Alexander Scriabin : arranged by Simon Farintosh : Five Preludes : Bergmann

Updated: Jun 4, 2022



Alexander Scriabin, arranged by Simon Farintosh

Bergmann Edition : 8 pages


Simon Farintosh is an incredible player, that much is obvious, not only from these arrangements here, but also from the video on YouTube of him playing the first four of this edition of the Russian composer, Alexander Scriabin’s Five Preludes , originally for piano.

The immediate thing you notice is that all five are in their original keys, and so the first two from |his Op11, nos. 9, and 22, are in E Major and G Minor respectively. Opus 16, No4 is in its original Eb minor of 6 flats as a key signature.Op27 No2 is in B Major, and the final Op39, No2 is in D Major.

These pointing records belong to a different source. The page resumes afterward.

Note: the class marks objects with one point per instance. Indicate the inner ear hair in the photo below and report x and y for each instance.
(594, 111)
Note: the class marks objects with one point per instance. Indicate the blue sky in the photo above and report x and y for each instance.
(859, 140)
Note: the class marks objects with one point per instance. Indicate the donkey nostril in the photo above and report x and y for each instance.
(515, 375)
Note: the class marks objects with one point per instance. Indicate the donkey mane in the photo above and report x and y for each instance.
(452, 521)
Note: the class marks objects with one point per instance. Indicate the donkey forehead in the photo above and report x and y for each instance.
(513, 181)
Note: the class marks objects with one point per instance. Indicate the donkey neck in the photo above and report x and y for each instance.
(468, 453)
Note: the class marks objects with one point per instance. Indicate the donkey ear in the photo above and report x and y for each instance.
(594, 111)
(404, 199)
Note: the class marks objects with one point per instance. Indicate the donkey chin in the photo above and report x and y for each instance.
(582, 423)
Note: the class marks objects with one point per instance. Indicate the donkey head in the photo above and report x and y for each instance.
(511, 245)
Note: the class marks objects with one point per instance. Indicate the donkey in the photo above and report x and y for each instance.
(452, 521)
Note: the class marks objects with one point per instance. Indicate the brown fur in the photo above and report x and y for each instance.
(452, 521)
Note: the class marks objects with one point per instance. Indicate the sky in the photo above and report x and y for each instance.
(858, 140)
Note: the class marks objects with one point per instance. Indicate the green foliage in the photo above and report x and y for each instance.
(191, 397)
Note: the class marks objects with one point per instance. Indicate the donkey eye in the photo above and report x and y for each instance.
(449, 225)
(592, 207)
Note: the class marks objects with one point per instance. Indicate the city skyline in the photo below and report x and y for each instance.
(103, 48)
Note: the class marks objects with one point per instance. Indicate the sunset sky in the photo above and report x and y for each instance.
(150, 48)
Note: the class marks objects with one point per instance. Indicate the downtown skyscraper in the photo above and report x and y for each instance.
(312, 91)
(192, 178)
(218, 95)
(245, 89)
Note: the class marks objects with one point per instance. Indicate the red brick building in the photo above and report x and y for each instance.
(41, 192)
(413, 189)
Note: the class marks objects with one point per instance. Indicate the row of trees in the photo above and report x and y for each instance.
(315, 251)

Anyone who has heard and seen Scriabin’s piano music will know how pianistic it is, and therefore normally how unnatural it is to try and fit it onto the guitar, but Farintosh manages it, and they really do work, but you have to realise that this is advanced music throughout and so no other standard of player will be able to cope with these small, but beautifully and unusually harmonised works.

Strange hand positions are often necessary here, to cope with the chords and part – writing that occurs throughout them, and although the fingerings are all there throughout the set, there are a number of times when playing it the way it says, with the fingers the music says, doesn’t always allow the player to hang onto the notes for the length that they are written , for example Prelude in Gm Op11 No22, where in bar 1 through to bar 2, the 2nd finger is hanging on, via a tie across the bar line to a low F# on string 5, which is fret 9, and yet is then also playing a high Bb above that held F# on fret 6 of the top string , still with the second finger!

So, in essence , lovely music , and to my knowledge , never before heard on a guitar, and yet presented here in some very effective arrangements , but which are really difficult to get your hands around, but if the challenge is one you might take up, this music is certainly worth the effort required.